Music and movies can be mood changers for me.
This was a tough week. Anxiety and depression got the best of me for the most part during Mental Illness Awareness Week, which ends today. Thank goodness. I am quite clearly aware of my mental illness.
But Friday was different, and I have Bono to thank. Bono, Bruce Springsteen and The Lion King in 3D.
Those of us who suffer from mental illness need something to help elevate our mood when we fall into the rut of depression. One trick I learned in a partial hospitalization program this summer was the power of music to change mood.
So I signed up for satellite radio in my car and on my computer at work. With the click of a mouse at work, I can listen to Beethoven or the The Beatles, The Counting Crows or Tchaikovsky. I can climb into The Loft and mellow out with some contemporary eclectic tunes or slide into the Coffee House and soak up a groovy acoustic tune.
I can listen to music to change my mood.
As this informative article points out, the connection between music and mood isn’t new. Ancient philosophers knew that music could change their mood, even kings in ancient times used music to relieve stress. We see music used all the time to elevate mood or relax us. My favorite college football team uses rousing music blaring over video highlights to whip the crowd into a frenzy before every home game. And it works every time.

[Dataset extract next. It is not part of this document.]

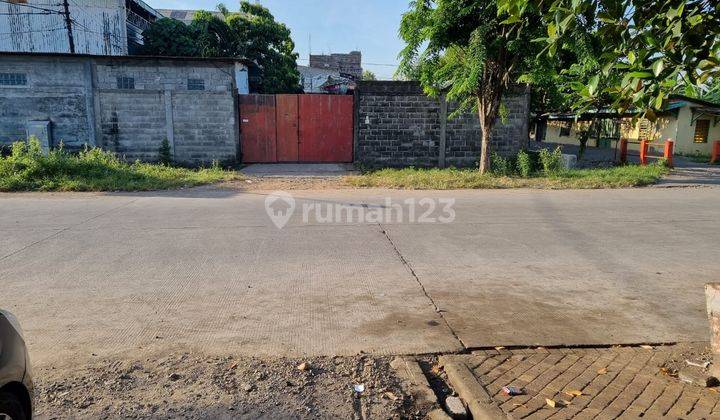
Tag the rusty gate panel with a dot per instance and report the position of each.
(258, 128)
(296, 128)
(287, 127)
(326, 128)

My Friday ended with an uplifting trip to the movies for “Lion King” in 3D with one of my children. Such is the Circle of Life for those of us with depression. The circle will take me to a low again at some point, I know. Not today, though.
Music and movies can change my mood, but I have to be careful.
If I’m feeling depressed, “Terms of Endearment” may not be a great choice for a Friday night flick. When I want to feel better, I change the channel when sad ballads come on my radio. I turn it up when upbeat tunes come on.
So thank you, Bono and Simba. Friday actually felt like Friday should feel.